Our waypoint was the Kootenay Bay / Balfour ferry – but catching that ferry was a bit of a debacle. We were set to be loaded for the first ferry after we arrived, but we were at the end – and normally bikes are moved to the front and loaded first. However, a new employee had loaded a large work truck first, which meant that there was no room for us to board – which wasn’t determined until we were already on the gangway. This necessitated an uncomfortable 17 point turn. The more senior of the employees – who was, you know, about 12 – apologized profusely, and let us know that we would be first on board the next ferry – which we weren’t but we were up near the front, so that was fine.

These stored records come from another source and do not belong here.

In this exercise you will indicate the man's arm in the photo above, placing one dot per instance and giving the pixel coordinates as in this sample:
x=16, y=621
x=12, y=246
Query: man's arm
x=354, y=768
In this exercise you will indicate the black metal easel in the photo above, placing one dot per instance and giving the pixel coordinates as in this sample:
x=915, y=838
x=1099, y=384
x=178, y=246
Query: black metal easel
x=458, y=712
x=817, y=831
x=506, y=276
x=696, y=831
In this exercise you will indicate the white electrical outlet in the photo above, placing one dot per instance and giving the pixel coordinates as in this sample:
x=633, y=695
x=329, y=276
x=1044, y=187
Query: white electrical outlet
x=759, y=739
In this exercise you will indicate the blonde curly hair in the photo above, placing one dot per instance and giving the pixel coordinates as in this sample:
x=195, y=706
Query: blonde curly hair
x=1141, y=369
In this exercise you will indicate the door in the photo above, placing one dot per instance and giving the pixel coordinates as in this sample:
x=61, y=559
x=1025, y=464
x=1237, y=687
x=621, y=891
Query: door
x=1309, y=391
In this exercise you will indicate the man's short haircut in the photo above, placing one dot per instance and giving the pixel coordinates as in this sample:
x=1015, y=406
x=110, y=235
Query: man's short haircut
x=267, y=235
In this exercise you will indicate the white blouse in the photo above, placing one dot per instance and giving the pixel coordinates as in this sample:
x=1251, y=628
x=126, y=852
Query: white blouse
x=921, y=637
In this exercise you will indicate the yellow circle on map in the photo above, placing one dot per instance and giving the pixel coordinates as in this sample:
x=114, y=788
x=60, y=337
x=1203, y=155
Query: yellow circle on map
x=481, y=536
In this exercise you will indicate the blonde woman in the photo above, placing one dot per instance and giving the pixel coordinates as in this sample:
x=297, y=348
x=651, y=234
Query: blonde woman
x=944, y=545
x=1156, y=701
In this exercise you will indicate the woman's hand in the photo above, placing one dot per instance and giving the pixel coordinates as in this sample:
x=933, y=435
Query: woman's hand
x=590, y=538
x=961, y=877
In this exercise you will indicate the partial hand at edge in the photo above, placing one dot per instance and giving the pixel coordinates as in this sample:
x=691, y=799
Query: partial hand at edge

It was a short wait – less than an hour – so we got an iced coffee (actually coffee with a scoop of vanilla ice cream, which was amazing in the heat) and hung out until we boarded. I took my first video of the trip on that ferry, as it is still a pretty cool ride, especially since it’s free. We chatted with other bikers, and passed the time enjoying the sun and the breeze off the lake. We kept on the move after the ferry, making our way down to Creston BC, where we fuelled up and stopped for a bite at that bastion of the Canadian Road Trip, Tim Horton’s. It’s odd, but it’s the only time we stopped there on the entire trip, and was one of only a handful of fast food stops.

From there, we pressed on until we reached the first of our Experiments in Extreme Front-Country Camping – the only Kampgrounds of America (KOA) franchise in BC, located in Cranbrook. We specifically chose KOA because they have three amenities you can count on – flush toilets, showers, and laundry. Many have others. The Cranbrook KOA was clearly very new, and had absolutely fantastic private shower rooms that were self contained washrooms with a toilet, sink, and a separate large shower. We arrived, showered, changed clothes, and did laundry – then went the short walk to the nearby casino for dinner. This time it was, in fact, a bison burger, and it was pretty good – but that venison burger earlier in the week was way better.

The other great thing about this campsite is that we had both water and power at our site, dedicated for us. We had a large grass field to pitch our tents, and nearby was an eyrie inhabited by (it turned out) a family of osprey. While there, we met a young German couple touring British Columbia’s mountains on bicycles. They were very nice, but clearly they’re over achievers. In hindsight, this was probably one of the nicest campsites of the entire trip – and unbeknownst to us, we about were to become the equivalent of Michelin Guides by the end of this ride, so believe me when I say this one rated quite high on the list.

Tonight, we rested well. Tomorrow, we would cross into that uncanny valley that is our neighbour to the south, the United States – at once familiar, and at the same time, completely foreign. We were about to embark on the Beginning of the Long Dash on the next part of this epic journey.